II. Passive vs. Active-Parent Entity Structures — What’s the Difference?

• Passive-parent entity — The passive parent corporate restructuring model is by far the most common approach utilized in the nonprofit sector. The passive-parent board retains “sole member” status in all the subsidiary/affiliate entities that provide charitable services under a tax-exempt 501(c)(3) exemption. For-profit subsidiaries/affiliates of a passive parent, depending upon the structure of the taxable entity, will have the passive parent as its sole member or 100 percent shareholder.

• Active-Parent Entity — The passive-parent entity model may or may not evolve to an active-parent entity model. The decision to move to an active-parent model can be influenced by several variables that can be characterized as either advantages or disadvantages. However, the primary difference between an active or passive-parent entity model is that active-parent entities are subject to far more regulatory reporting requirements and related policies and procedures that satisfy all the governance regulatory requirements related to the subsidiary/affiliate entities that provide programs and services.

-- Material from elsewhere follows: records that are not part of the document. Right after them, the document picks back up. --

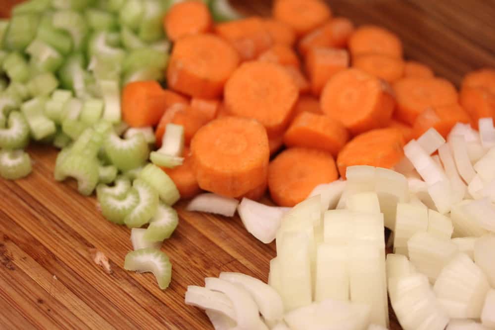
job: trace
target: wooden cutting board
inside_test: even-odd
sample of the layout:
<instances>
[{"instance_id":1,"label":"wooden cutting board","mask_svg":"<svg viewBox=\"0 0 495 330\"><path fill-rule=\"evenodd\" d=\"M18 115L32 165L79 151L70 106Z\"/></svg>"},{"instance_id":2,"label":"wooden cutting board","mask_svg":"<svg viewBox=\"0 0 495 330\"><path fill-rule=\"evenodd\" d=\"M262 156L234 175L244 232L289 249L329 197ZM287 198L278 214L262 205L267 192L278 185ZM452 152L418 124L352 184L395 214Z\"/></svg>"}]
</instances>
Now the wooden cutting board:
<instances>
[{"instance_id":1,"label":"wooden cutting board","mask_svg":"<svg viewBox=\"0 0 495 330\"><path fill-rule=\"evenodd\" d=\"M3 6L9 1L0 0ZM395 31L409 58L458 85L467 72L495 67L495 2L481 0L335 0L336 15ZM246 13L267 14L270 1L233 1ZM274 244L265 245L228 219L177 206L180 223L162 249L173 265L170 287L151 274L122 268L130 231L105 220L94 198L75 183L53 179L55 150L29 151L34 170L15 182L0 179L0 329L210 329L204 314L183 302L187 285L236 271L266 281ZM95 264L95 250L113 273ZM391 328L400 329L395 317Z\"/></svg>"}]
</instances>

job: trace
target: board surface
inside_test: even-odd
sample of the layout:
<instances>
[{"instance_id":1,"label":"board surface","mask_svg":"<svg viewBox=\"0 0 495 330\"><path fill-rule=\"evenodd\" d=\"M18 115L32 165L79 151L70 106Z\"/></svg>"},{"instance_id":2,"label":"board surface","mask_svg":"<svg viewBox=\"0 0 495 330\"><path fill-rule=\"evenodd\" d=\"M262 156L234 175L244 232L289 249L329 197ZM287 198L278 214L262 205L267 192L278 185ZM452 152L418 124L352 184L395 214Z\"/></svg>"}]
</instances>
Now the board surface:
<instances>
[{"instance_id":1,"label":"board surface","mask_svg":"<svg viewBox=\"0 0 495 330\"><path fill-rule=\"evenodd\" d=\"M232 2L247 14L267 14L271 6ZM396 32L407 58L458 86L470 70L495 67L495 1L329 2L336 15ZM55 149L28 151L35 161L29 177L0 178L0 329L211 329L202 312L184 303L187 285L202 285L221 271L267 280L274 243L257 241L237 217L189 212L181 202L179 227L162 247L173 280L160 290L152 275L123 269L132 248L129 230L105 220L95 198L80 195L75 183L53 180ZM93 262L95 250L109 258L112 274ZM400 329L393 316L391 328Z\"/></svg>"}]
</instances>

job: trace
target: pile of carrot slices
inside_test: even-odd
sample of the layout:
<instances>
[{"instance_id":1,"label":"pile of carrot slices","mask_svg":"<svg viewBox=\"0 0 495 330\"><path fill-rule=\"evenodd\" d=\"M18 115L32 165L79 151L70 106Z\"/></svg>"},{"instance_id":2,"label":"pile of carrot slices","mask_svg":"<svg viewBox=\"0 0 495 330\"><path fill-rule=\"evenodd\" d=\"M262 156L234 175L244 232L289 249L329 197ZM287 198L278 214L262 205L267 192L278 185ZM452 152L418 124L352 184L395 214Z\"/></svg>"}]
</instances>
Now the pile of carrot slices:
<instances>
[{"instance_id":1,"label":"pile of carrot slices","mask_svg":"<svg viewBox=\"0 0 495 330\"><path fill-rule=\"evenodd\" d=\"M167 124L184 126L184 163L164 169L183 198L257 199L268 189L293 206L348 166L393 168L431 127L445 136L495 118L495 70L468 75L459 94L405 60L393 33L356 28L321 0L276 0L271 17L216 24L201 1L186 1L163 25L174 43L168 89L128 85L123 116L155 127L158 147Z\"/></svg>"}]
</instances>

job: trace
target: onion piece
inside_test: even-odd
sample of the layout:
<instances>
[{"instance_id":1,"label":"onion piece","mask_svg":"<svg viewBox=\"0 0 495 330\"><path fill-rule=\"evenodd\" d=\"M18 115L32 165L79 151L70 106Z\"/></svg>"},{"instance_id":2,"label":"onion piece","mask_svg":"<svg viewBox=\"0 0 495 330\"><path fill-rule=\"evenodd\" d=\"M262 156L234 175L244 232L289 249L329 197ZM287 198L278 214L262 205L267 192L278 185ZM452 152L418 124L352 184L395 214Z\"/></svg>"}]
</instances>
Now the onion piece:
<instances>
[{"instance_id":1,"label":"onion piece","mask_svg":"<svg viewBox=\"0 0 495 330\"><path fill-rule=\"evenodd\" d=\"M232 217L235 214L239 203L239 201L235 198L223 197L214 193L202 193L189 202L186 209Z\"/></svg>"},{"instance_id":2,"label":"onion piece","mask_svg":"<svg viewBox=\"0 0 495 330\"><path fill-rule=\"evenodd\" d=\"M275 239L284 214L280 208L246 198L237 207L237 212L246 230L266 244Z\"/></svg>"}]
</instances>

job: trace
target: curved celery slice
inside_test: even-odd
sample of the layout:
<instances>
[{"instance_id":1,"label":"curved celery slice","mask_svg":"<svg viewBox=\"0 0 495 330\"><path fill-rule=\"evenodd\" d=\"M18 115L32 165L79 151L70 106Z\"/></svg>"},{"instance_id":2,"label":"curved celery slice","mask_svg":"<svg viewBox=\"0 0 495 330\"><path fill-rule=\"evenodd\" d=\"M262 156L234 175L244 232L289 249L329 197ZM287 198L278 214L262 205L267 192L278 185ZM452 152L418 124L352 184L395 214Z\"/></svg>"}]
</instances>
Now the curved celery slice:
<instances>
[{"instance_id":1,"label":"curved celery slice","mask_svg":"<svg viewBox=\"0 0 495 330\"><path fill-rule=\"evenodd\" d=\"M139 194L134 188L125 194L117 197L97 190L98 202L103 216L109 221L123 225L124 219L139 204Z\"/></svg>"},{"instance_id":2,"label":"curved celery slice","mask_svg":"<svg viewBox=\"0 0 495 330\"><path fill-rule=\"evenodd\" d=\"M14 180L27 176L32 170L29 155L22 150L0 151L0 176Z\"/></svg>"},{"instance_id":3,"label":"curved celery slice","mask_svg":"<svg viewBox=\"0 0 495 330\"><path fill-rule=\"evenodd\" d=\"M180 198L175 184L166 173L153 164L148 164L139 174L139 178L153 187L165 204L173 205Z\"/></svg>"},{"instance_id":4,"label":"curved celery slice","mask_svg":"<svg viewBox=\"0 0 495 330\"><path fill-rule=\"evenodd\" d=\"M144 238L150 242L161 242L170 238L179 224L179 216L173 208L160 203L149 221Z\"/></svg>"},{"instance_id":5,"label":"curved celery slice","mask_svg":"<svg viewBox=\"0 0 495 330\"><path fill-rule=\"evenodd\" d=\"M154 189L144 180L136 179L132 187L139 194L139 203L126 216L124 222L130 228L139 228L147 224L156 212L158 195Z\"/></svg>"},{"instance_id":6,"label":"curved celery slice","mask_svg":"<svg viewBox=\"0 0 495 330\"><path fill-rule=\"evenodd\" d=\"M124 268L140 273L151 272L162 289L168 287L172 280L172 264L168 256L155 249L141 249L127 253Z\"/></svg>"},{"instance_id":7,"label":"curved celery slice","mask_svg":"<svg viewBox=\"0 0 495 330\"><path fill-rule=\"evenodd\" d=\"M145 163L149 154L148 144L142 134L122 140L111 134L105 140L104 145L112 163L122 171L139 167Z\"/></svg>"},{"instance_id":8,"label":"curved celery slice","mask_svg":"<svg viewBox=\"0 0 495 330\"><path fill-rule=\"evenodd\" d=\"M26 119L19 111L12 111L7 128L0 129L0 148L21 149L29 142L29 127Z\"/></svg>"}]
</instances>

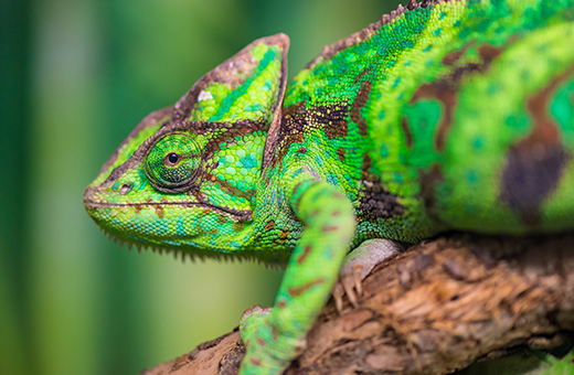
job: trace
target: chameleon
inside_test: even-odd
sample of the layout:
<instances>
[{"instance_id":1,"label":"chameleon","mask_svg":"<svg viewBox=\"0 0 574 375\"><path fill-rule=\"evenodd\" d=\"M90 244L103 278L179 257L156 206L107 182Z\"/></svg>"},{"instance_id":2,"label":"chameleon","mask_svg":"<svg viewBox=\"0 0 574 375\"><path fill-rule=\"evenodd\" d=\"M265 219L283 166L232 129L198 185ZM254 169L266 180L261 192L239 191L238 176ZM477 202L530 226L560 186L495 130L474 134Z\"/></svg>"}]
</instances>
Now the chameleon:
<instances>
[{"instance_id":1,"label":"chameleon","mask_svg":"<svg viewBox=\"0 0 574 375\"><path fill-rule=\"evenodd\" d=\"M411 0L287 83L263 38L128 135L84 192L110 236L286 267L241 320L279 374L331 293L446 231L574 228L574 0Z\"/></svg>"}]
</instances>

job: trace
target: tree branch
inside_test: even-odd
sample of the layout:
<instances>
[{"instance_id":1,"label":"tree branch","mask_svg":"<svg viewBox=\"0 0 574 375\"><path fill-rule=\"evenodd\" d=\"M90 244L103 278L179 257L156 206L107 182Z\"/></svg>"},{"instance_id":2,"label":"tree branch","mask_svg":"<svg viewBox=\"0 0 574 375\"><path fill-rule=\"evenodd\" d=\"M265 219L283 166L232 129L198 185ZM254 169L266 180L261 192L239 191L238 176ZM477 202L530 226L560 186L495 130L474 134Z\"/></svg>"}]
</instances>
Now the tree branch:
<instances>
[{"instance_id":1,"label":"tree branch","mask_svg":"<svg viewBox=\"0 0 574 375\"><path fill-rule=\"evenodd\" d=\"M363 282L359 308L332 301L286 374L445 374L574 330L574 236L463 234L413 246ZM145 371L236 374L238 332Z\"/></svg>"}]
</instances>

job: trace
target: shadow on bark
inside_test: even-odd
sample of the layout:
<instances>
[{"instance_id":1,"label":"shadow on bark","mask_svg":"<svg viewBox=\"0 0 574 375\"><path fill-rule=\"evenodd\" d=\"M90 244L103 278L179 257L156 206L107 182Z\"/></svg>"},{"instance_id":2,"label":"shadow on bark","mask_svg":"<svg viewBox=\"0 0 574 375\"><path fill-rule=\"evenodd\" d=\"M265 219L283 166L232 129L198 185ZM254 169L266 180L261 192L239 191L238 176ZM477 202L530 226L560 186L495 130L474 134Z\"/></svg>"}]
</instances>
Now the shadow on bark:
<instances>
[{"instance_id":1,"label":"shadow on bark","mask_svg":"<svg viewBox=\"0 0 574 375\"><path fill-rule=\"evenodd\" d=\"M363 286L359 308L327 304L286 374L447 374L509 353L535 367L529 350L572 340L574 235L451 234L379 265ZM141 374L232 375L243 353L235 330Z\"/></svg>"}]
</instances>

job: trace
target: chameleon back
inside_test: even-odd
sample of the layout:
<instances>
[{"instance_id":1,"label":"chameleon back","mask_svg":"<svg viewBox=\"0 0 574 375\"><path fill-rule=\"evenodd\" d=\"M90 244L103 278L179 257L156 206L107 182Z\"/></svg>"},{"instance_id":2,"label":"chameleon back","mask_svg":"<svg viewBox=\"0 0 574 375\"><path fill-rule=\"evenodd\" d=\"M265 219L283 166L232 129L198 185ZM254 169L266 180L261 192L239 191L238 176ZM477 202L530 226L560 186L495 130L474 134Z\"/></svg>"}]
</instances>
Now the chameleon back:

In an active-parent entity model, the senior management / executive leadership team typically become employees of the active-parent entity. 

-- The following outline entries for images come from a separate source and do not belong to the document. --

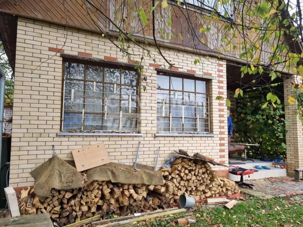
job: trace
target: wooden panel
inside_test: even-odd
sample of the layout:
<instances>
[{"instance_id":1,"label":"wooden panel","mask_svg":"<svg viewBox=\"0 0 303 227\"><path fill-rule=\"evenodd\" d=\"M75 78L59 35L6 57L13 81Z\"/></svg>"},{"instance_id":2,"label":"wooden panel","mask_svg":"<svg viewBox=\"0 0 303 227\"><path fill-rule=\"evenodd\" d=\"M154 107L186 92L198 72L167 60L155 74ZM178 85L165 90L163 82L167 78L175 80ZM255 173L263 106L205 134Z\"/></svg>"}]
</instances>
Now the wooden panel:
<instances>
[{"instance_id":1,"label":"wooden panel","mask_svg":"<svg viewBox=\"0 0 303 227\"><path fill-rule=\"evenodd\" d=\"M49 215L46 214L21 215L0 219L0 226L7 227L53 227Z\"/></svg>"},{"instance_id":2,"label":"wooden panel","mask_svg":"<svg viewBox=\"0 0 303 227\"><path fill-rule=\"evenodd\" d=\"M72 151L77 170L81 172L110 162L102 143Z\"/></svg>"}]
</instances>

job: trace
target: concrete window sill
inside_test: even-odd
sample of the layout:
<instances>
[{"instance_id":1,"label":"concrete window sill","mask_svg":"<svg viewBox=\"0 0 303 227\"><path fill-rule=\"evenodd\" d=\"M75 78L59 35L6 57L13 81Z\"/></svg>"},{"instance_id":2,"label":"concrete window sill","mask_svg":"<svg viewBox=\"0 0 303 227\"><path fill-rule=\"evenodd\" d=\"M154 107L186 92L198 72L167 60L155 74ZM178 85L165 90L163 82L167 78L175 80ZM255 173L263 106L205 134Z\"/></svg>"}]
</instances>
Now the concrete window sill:
<instances>
[{"instance_id":1,"label":"concrete window sill","mask_svg":"<svg viewBox=\"0 0 303 227\"><path fill-rule=\"evenodd\" d=\"M216 136L215 134L211 133L200 133L195 134L189 134L187 133L157 133L156 137L214 137Z\"/></svg>"},{"instance_id":2,"label":"concrete window sill","mask_svg":"<svg viewBox=\"0 0 303 227\"><path fill-rule=\"evenodd\" d=\"M57 136L133 136L142 137L142 133L69 133L61 132L57 133Z\"/></svg>"}]
</instances>

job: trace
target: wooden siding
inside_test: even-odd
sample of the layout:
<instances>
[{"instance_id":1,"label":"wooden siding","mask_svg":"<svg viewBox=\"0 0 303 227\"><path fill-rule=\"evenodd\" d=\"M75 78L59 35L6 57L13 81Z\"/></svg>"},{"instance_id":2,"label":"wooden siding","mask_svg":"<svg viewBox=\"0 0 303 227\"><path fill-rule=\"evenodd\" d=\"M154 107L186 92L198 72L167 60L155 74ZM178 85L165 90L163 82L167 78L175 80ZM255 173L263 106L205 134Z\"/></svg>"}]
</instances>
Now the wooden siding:
<instances>
[{"instance_id":1,"label":"wooden siding","mask_svg":"<svg viewBox=\"0 0 303 227\"><path fill-rule=\"evenodd\" d=\"M106 0L91 1L102 12L106 12ZM0 12L90 30L99 30L88 14L85 2L83 0L4 0L0 1ZM94 12L91 13L92 18L105 30L106 25L105 17L95 12L90 6L88 8Z\"/></svg>"}]
</instances>

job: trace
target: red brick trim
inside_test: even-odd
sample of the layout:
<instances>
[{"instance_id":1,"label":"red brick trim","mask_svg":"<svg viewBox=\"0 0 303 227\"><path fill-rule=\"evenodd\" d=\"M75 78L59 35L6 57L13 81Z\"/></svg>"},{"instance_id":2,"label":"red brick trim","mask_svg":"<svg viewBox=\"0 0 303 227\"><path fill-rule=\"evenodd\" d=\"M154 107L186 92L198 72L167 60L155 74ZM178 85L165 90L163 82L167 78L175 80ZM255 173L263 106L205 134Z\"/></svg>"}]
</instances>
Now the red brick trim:
<instances>
[{"instance_id":1,"label":"red brick trim","mask_svg":"<svg viewBox=\"0 0 303 227\"><path fill-rule=\"evenodd\" d=\"M78 52L78 55L80 56L85 56L85 57L92 57L92 54L84 52Z\"/></svg>"},{"instance_id":2,"label":"red brick trim","mask_svg":"<svg viewBox=\"0 0 303 227\"><path fill-rule=\"evenodd\" d=\"M62 50L62 49L59 49L58 48L55 48L54 47L49 47L48 51L57 52L57 53L64 53L64 50Z\"/></svg>"},{"instance_id":3,"label":"red brick trim","mask_svg":"<svg viewBox=\"0 0 303 227\"><path fill-rule=\"evenodd\" d=\"M109 56L104 56L104 59L110 61L117 61L118 60L116 58L113 58Z\"/></svg>"}]
</instances>

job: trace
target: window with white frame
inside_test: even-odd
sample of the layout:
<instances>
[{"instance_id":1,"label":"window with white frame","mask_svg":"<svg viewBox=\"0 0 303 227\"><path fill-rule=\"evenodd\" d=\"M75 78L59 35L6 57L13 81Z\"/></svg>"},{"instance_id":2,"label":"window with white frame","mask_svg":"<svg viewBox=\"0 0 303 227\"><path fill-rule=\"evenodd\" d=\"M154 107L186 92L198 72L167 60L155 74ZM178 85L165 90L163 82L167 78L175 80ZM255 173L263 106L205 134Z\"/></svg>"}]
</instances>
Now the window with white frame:
<instances>
[{"instance_id":1,"label":"window with white frame","mask_svg":"<svg viewBox=\"0 0 303 227\"><path fill-rule=\"evenodd\" d=\"M158 74L158 132L209 132L206 81Z\"/></svg>"},{"instance_id":2,"label":"window with white frame","mask_svg":"<svg viewBox=\"0 0 303 227\"><path fill-rule=\"evenodd\" d=\"M137 131L135 72L66 62L63 86L63 131Z\"/></svg>"}]
</instances>

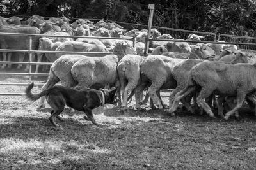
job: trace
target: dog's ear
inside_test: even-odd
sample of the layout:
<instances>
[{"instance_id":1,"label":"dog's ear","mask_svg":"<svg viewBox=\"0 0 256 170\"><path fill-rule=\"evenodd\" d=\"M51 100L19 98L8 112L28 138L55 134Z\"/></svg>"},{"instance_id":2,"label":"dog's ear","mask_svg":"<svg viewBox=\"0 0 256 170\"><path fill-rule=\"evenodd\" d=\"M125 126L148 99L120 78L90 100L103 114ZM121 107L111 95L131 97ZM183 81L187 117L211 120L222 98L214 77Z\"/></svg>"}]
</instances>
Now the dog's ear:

It is possible, under either the passive or active-parent entity structure, to have the management / executive leadership team personnel continue to be employed by the primary program service entity or through the establishment of a separate and distinct management / administrative / shared-service organization. 

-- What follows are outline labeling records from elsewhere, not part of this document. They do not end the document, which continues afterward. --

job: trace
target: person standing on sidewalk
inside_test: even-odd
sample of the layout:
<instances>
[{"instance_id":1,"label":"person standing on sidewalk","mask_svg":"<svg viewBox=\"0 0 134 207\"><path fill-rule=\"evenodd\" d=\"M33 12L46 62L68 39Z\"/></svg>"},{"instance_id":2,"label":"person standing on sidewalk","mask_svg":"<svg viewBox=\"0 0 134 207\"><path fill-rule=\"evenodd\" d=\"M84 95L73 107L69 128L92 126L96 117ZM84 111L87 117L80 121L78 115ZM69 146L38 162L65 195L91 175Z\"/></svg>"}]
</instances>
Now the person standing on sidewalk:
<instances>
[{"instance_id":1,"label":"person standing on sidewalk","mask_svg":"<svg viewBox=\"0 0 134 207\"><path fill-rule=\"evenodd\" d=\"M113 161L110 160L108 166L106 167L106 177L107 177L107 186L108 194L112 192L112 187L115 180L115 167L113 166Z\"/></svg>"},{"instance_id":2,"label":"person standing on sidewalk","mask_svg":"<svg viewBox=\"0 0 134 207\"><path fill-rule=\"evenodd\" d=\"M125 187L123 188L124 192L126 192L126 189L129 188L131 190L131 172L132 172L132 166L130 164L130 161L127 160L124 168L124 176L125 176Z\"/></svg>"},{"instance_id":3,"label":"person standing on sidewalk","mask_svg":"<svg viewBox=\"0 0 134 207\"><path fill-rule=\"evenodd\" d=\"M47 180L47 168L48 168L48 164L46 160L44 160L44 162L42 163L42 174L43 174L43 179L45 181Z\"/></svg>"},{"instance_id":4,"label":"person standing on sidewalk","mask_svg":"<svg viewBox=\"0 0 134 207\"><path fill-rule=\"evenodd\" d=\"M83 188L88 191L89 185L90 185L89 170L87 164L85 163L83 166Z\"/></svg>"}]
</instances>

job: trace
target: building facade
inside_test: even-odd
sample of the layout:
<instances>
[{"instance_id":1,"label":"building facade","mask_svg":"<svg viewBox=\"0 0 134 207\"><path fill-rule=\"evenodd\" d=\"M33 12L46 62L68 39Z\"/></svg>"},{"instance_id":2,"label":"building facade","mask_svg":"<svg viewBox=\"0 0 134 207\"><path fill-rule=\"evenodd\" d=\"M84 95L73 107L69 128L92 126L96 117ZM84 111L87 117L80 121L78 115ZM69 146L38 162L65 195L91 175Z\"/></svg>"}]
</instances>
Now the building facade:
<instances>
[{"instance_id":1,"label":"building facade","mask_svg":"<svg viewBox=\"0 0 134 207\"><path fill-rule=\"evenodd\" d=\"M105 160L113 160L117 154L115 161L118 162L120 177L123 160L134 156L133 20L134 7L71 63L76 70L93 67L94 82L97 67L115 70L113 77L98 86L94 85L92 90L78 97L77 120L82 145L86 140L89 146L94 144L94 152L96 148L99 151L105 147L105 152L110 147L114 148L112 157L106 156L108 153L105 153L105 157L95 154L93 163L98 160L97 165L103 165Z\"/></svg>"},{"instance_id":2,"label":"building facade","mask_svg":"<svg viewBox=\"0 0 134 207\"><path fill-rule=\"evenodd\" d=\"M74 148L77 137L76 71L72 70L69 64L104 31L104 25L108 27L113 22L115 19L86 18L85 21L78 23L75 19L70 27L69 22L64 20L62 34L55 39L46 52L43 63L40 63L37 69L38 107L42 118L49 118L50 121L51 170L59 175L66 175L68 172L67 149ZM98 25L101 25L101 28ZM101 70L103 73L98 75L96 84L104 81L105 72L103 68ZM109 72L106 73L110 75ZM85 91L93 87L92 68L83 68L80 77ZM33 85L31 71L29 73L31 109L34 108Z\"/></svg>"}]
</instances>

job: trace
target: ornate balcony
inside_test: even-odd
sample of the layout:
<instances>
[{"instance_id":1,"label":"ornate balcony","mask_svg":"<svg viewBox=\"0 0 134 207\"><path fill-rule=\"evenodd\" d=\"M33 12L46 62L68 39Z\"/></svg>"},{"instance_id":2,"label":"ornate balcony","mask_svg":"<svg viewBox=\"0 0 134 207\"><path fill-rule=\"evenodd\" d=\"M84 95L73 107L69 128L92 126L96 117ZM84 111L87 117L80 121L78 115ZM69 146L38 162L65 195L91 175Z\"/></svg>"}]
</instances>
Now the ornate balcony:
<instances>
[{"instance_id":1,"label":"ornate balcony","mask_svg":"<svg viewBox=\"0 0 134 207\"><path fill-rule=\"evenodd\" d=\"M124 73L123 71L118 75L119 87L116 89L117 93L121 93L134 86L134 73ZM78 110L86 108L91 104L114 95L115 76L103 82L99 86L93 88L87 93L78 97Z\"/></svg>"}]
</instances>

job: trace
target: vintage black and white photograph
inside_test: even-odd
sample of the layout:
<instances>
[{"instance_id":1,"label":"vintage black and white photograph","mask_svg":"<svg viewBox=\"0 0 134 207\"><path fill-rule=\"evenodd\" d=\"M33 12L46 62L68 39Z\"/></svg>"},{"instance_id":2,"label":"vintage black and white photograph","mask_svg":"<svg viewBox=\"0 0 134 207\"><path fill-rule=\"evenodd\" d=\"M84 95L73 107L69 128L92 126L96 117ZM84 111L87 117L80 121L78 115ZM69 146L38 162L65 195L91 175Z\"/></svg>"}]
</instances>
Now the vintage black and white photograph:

III. Common Alternative Corporate Entities in a Parent Model

The following corporate entities are the most common structures established by tax-exempt organizations providing health and human services in New York state. 

1) Management-Services Organization (MSO) — As described above, the MSO entity structure can be used as a transition model for purposes of evaluating future affiliate entities for the parent. 

2) Existing and Newly Established Program Service Entities under a Common Parent Entity (Passive Parent) — This is the most common affiliation structure used over the past 15 years as the hospital industry has gone through its own consolidation / affiliation process. This model typically allows for the local governing board of each entity to remain intact, with the combination of board members from each entity on the parent entity’s board. This model provides the parent entity with usually five or six reserve powers that represent what is commonly referred to as “sole member” status. 

3) Passive-Parent Entity Structure with Limited Decision-Making Control by the Parent Board — In this model, current, and future affiliated entities would be under the auspices of a parent entity similar to Alternative #2. However, the reserve powers in this model provide for greater autonomy to the board and management of current and future affiliated entities. 

4) For-Profit Entities — If it is determined that the activity is a for-profit business activity, it could be substantial enough to jeopardize the tax-exempt status of the parent entity or its affiliates, one or more for-profit taxable corporate entities may be formed. The for-profit entities established are also considered to be subsidiaries of the parent entity. 

5) Full-Merger Alternative — In this model, the programs and services of the current operating entities are determined to be most effectively provided in a single merged entity with separate lines of business established based on the different programs and services provided. In this model, board and management would ultimately determine that neither the passive nor active-parent model is in the best interest of the future growth prospects of the organization. This single-entity structure would result in full control by a single governing board and a single management team. 

Please be advised that any future substantial asset transfer from one 501(c)(3) public charity to another falls under the potential need for regulatory review and approval by the New York State Attorney General’s Office and its Charities Bureau.

Remember to keep your eyes focused on the mission of your organization. Do not allow the issues of who gets what job or who gets what number of votes to dictate your ultimate decisions.